The facts in the scenario pose an interesting question regarding title or possession to determine ownership of an automobile. Ohio has, through litigation, resolved the issue. The two competing areas of law which effect the sale of automobiles are the Certificate of Title Act and the Ohio Uniform Commercial Code. Although each effect the sale of automobiles, their purposes are mutually exclusive. The Ohio Uniform Commercial Code (UCC) at ORC §1302.42(B) provides “unless otherwise explicitly agreed, title passes to the buyer at the time and place at which the seller completes his performance with reference to the physical delivery of the goods, despite any reservation of a security interest and even though a document of title is to be delivered at a different time or place . . .” Whereas, Ohio title law, ORC §4505.04 specifically states that “no person acquiring a motor vehicle from the owner thereof . . . shall acquire any right, title, claim or interest in or to said motor vehicle unless such person has been issued to him a certificate of title to said motor vehicle . . .” Looking at the black and white letter of the law would seem to indicate that Mr. Jones would have a good claim for indemnification against the dealership. However, the duty to obtain a title to the vehicle is the responsibility of both buyer and seller.
The risk of loss scenario has been litigated in Ohio on several occasions. The leading case, Smith v. Nationwide Mutual Insurance Co. (1988) 37 Ohio St.3d 150, addressed the application of Ohio title law and the Uniform Commercial Code to automobile sales.
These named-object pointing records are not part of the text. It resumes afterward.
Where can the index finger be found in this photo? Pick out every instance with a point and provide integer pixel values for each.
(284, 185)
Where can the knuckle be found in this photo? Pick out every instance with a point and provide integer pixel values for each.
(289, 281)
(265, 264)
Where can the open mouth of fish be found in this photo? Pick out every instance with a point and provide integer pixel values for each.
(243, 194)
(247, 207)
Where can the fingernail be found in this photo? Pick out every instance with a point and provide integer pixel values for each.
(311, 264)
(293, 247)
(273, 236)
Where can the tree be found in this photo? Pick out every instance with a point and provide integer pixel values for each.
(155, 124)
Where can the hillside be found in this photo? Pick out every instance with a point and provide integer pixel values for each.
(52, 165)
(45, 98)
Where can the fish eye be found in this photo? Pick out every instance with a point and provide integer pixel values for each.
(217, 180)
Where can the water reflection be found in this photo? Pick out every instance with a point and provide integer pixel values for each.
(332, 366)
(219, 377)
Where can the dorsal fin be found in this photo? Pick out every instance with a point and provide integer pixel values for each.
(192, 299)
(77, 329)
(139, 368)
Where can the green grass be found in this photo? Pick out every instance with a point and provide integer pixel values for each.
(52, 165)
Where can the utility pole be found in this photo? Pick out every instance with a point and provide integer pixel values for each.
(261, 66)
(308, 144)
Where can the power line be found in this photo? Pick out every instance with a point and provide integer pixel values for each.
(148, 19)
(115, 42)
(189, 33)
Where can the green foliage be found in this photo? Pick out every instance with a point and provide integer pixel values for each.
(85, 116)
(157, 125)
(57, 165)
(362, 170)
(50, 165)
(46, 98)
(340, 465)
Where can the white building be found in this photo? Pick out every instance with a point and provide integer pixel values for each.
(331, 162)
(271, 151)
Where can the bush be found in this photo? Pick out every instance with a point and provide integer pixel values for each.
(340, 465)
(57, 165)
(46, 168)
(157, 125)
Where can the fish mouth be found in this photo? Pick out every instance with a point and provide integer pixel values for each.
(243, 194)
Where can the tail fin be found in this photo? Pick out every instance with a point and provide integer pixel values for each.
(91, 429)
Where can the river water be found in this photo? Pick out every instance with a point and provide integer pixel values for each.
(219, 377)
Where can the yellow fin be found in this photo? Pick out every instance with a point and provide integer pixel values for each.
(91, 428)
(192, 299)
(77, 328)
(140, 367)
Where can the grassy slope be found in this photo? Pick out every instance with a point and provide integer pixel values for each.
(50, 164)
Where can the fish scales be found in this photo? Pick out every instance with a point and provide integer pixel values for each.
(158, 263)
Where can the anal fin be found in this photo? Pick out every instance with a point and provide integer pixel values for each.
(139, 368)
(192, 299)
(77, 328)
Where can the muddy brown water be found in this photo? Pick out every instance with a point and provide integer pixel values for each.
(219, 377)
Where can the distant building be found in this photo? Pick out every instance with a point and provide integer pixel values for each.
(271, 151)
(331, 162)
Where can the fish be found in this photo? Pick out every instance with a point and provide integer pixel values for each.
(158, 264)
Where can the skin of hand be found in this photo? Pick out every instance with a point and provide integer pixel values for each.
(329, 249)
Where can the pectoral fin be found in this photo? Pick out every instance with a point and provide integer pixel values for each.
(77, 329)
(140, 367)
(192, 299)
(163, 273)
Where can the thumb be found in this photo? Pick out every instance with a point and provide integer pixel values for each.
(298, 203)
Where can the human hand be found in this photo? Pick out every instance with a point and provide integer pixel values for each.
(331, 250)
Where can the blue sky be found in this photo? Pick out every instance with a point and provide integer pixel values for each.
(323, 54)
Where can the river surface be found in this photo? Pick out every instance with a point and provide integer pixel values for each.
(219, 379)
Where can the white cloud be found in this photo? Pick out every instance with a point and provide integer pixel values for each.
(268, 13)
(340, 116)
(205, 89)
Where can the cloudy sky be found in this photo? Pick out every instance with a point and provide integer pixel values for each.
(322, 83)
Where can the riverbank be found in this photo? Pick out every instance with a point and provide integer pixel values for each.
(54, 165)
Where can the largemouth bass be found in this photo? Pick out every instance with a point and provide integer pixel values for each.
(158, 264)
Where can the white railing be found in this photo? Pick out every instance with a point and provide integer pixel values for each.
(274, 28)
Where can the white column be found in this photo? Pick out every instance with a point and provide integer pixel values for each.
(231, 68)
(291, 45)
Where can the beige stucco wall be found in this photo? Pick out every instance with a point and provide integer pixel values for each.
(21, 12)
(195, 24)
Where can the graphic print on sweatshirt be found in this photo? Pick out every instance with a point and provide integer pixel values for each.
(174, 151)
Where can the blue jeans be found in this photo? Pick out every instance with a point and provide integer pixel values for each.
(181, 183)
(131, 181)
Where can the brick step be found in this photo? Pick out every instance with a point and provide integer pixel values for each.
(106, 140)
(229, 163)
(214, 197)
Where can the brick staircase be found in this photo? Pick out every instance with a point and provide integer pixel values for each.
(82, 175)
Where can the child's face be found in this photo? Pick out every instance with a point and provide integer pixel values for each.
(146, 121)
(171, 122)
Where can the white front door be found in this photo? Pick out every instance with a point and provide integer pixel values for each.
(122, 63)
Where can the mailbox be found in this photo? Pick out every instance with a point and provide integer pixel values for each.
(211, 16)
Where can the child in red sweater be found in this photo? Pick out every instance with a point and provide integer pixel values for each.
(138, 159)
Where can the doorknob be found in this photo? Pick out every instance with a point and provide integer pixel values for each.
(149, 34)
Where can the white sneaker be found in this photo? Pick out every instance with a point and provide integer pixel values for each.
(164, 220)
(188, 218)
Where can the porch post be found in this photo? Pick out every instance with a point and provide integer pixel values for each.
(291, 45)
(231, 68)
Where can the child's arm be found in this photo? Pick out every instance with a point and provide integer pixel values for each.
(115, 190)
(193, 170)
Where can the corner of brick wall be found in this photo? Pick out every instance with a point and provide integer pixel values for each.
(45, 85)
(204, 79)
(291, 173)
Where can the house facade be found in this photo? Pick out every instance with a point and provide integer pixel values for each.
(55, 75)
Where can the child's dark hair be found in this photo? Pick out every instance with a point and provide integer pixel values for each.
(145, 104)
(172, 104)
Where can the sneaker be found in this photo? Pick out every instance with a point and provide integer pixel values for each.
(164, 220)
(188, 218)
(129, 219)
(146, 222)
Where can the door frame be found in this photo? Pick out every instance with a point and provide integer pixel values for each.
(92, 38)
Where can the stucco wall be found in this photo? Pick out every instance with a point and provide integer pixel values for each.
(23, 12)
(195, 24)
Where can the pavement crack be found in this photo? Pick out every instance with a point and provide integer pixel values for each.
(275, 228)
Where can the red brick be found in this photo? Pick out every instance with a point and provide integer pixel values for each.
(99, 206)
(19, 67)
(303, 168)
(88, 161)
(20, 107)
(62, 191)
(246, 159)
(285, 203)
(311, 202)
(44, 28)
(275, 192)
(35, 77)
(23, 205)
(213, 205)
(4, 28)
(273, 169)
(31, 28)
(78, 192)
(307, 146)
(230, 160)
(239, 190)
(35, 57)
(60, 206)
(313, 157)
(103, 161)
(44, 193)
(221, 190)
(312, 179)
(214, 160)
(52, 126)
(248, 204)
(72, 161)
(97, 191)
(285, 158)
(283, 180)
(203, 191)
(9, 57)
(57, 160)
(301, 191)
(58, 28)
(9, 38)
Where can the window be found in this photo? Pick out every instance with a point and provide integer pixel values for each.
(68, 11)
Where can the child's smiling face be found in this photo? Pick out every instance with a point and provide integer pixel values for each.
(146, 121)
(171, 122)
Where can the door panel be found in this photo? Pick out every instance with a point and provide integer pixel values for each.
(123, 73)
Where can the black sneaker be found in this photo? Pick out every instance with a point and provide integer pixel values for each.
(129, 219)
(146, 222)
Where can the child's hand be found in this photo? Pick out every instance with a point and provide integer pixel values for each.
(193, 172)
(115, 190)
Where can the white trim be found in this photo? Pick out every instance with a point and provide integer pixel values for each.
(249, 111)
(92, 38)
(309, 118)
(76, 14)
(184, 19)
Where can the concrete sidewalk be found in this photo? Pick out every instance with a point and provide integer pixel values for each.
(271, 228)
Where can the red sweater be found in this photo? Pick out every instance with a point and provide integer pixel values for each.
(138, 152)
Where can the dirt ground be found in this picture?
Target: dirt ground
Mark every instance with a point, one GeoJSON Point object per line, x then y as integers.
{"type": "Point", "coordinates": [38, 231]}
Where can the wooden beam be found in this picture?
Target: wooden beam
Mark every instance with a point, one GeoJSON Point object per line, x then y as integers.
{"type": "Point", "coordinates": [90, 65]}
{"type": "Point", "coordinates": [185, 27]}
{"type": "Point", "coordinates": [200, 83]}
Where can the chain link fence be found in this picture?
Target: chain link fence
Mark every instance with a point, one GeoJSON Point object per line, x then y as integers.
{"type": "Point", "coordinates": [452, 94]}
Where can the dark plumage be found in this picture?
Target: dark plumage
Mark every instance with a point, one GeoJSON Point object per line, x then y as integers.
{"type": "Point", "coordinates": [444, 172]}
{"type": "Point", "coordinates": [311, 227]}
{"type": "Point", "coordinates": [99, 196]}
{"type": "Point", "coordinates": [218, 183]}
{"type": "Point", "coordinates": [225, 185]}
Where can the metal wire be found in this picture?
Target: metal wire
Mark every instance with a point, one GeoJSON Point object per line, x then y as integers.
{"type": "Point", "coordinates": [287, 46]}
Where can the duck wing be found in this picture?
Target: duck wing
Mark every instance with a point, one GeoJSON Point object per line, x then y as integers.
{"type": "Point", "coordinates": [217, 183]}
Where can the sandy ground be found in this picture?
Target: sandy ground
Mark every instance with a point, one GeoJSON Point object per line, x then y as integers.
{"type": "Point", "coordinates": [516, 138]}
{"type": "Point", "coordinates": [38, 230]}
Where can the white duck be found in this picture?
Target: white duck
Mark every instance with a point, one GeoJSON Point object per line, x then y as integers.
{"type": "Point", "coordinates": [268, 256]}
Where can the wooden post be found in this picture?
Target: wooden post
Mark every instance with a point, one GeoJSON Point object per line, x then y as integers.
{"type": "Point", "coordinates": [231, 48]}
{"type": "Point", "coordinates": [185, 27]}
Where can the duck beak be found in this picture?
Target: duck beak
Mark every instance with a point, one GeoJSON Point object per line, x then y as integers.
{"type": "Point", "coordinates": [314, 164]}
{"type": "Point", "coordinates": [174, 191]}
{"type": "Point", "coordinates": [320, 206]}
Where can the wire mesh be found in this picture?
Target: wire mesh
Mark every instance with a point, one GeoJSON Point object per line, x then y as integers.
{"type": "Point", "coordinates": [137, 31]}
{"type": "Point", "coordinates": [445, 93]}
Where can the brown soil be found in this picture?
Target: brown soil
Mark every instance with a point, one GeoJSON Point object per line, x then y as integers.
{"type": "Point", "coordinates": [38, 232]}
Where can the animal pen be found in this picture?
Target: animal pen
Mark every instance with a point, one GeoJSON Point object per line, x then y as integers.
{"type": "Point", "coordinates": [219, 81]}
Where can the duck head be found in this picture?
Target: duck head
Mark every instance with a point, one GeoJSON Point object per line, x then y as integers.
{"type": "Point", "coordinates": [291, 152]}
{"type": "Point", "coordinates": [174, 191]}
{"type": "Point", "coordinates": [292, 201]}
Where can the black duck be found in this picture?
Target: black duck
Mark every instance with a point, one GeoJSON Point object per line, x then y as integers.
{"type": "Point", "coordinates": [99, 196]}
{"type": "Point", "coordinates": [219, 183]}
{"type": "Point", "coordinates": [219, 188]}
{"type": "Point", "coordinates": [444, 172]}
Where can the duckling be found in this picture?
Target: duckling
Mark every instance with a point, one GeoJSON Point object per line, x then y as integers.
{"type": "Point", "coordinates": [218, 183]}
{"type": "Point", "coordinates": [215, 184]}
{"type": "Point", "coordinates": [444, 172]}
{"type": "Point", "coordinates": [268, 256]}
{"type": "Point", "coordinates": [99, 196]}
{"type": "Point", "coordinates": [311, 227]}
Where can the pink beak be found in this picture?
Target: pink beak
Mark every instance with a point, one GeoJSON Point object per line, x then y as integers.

The court at page 152, specifically stated that “RC §4505.04 is irrelevant to the issue of risk of loss and thus does not conflict with UCC risk of loss analysis.” Ohio title law is important regarding the issue of ownership and evidence of ownership relative to a secured party or an individual claiming an interest in the subject vehicle. Further, it was implemented for the purposes of deterring the sale of stolen vehicles and perpetration of fraud upon a seller and/or buyer. The court in Smith specifically stated at page 158 “indeed, it is apparent that RC §4505.04 is irrelevant to all issues of ownership except those regarding the importation of vehicles, rights as between lien holders, rights of bona fide purchasers, and instruments evidencing title and ownership. Otherwise, motor vehicle ownership rights will be determined by the Uniform Commercial Code.” Ohio courts have come to the position that the Ohio commercial law controls situations as in the scenario. Specifically, ORC §1302.42(B) and ORC §1302.53 and not the Ohio title law. The Ohio Supreme Court stated in Smith its intent was to determine whether Ohio title law or the Ohio UCC was the controlling entity to decide whether a seller’s insurance policy applies to a loss after the sale of the automobile but prior to transferring title. The Court clearly stated that unless there is an explicit agreement to the contrary, title passes at the time the seller delivers the goods to the buyer despite the fact that a document of title will be delivered at a different time and place. In other words, physical possession of the vehicle determines the party responsible for loss due to accident and/or theft. See also Searcey v. Yahle, 2d Dist. Montgomery No. 21016, 2006-Ohio-4520, ¶20 (following Smith and holding that car lot owner’s insurer had no UM coverage obligation to dealer who was rear ended while driving a vehicle purchased with dealer’s money but titled in the name of the lot owner); Gregory-Hill v. Willey, 4th Dist. Highland Case No. 98CA28, 1999 Ohio App. LEXIS 2238, at *11 (May 10, 1999) (following Smith).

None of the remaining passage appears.